Global Partners LP is an American energy supply company ranked 361 in the 2018 Fortune 500. The company is organized as a master limited partnership, and its operations focus on the importing of petroleum products and marketing them in North America. It wholesales products like crude oil, diesel oil, gasoline, heating oil and kerosene.

==History==
Global was founded in 1933 as a single truck heating oil distributor. Since then, it has grown through the acquisitions of gasoline stations, convenience stores, pipelines, and storage terminals.

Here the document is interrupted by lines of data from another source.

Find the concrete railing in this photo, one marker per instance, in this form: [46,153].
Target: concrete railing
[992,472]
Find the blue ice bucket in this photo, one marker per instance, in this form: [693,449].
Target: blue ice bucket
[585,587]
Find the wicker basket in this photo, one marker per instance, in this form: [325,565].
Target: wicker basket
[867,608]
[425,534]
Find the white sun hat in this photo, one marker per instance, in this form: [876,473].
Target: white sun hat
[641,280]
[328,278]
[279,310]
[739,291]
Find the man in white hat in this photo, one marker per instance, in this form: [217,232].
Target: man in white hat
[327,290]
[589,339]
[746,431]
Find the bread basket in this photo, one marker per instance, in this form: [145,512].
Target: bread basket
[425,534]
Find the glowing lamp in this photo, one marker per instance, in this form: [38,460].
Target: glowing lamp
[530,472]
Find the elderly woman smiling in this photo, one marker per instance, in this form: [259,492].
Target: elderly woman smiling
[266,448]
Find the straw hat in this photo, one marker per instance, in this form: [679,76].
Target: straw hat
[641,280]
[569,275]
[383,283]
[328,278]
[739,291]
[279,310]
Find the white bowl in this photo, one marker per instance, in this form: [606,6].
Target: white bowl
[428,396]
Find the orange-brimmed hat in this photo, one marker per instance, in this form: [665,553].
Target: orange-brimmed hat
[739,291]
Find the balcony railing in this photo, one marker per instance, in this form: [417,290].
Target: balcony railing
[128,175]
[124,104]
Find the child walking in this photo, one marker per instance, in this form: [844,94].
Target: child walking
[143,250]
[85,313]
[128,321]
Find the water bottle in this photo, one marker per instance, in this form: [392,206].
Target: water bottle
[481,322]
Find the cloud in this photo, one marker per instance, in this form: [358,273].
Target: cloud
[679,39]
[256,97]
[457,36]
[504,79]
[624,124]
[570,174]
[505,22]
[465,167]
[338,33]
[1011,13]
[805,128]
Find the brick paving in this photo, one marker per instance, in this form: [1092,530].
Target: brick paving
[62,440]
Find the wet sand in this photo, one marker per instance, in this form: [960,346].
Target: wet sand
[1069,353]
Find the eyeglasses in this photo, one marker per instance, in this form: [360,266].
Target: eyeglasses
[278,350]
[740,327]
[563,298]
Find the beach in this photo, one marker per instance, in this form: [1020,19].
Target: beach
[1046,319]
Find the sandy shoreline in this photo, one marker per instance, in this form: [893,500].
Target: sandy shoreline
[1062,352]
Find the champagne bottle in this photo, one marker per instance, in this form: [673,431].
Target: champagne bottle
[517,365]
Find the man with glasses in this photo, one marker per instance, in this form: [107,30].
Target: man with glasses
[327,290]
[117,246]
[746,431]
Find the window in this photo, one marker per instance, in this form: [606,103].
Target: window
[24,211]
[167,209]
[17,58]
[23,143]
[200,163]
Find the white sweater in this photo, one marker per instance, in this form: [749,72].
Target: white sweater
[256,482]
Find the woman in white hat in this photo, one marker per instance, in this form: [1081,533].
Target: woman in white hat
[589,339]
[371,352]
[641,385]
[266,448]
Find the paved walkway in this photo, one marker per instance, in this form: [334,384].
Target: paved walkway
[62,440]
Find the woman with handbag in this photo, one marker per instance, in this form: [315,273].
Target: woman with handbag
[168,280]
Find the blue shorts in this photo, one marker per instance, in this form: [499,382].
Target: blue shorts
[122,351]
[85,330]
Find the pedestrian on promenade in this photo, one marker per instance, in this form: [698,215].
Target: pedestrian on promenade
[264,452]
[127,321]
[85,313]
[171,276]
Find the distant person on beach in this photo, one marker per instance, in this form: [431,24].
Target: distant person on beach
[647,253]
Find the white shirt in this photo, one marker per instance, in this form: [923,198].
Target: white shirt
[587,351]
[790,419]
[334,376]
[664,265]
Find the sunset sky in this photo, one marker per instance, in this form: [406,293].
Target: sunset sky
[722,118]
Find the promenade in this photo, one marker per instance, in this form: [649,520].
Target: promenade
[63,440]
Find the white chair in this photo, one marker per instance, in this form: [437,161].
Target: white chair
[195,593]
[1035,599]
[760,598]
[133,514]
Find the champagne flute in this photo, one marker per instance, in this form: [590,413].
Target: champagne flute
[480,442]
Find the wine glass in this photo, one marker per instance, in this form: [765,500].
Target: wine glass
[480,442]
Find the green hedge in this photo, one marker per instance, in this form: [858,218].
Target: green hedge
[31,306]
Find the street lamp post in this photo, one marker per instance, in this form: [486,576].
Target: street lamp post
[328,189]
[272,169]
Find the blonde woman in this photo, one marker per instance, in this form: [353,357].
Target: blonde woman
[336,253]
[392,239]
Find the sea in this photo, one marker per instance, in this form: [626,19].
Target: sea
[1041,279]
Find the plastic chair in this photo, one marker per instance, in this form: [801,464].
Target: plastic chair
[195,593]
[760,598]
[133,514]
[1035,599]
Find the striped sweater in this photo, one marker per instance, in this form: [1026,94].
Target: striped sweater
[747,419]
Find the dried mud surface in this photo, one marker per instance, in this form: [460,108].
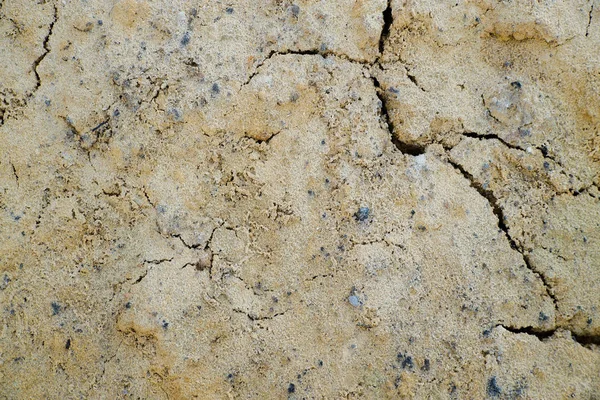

March 2012 - Global Partners acquired Alliance Energy, another company owned by the Slifka family that operated gas stations in the Northeast.

October 2012 - Global Partners announced that it was buying a majority stake in two trans-loading facilities in North Dakota for a fee of around $80 million, expanding its presence in the Bakken region.

January 2015 - Global Partners expanded by acquiring the parent of Xtra Mart convenience stores in a $387-million deal.

December 2023 - Global Partners paid $305.8 million to acquire 25 liquid energy terminals from Motiva. At the time, the acquisition almost doubled Global’s operating footprint in the south and southeast US.

April 2024 - Global Partners announced it had acquired four liquid energy terminals in Massachusetts, Connecticut and New Jersey from Gulf Oil Limited Partnership for $212.3 million.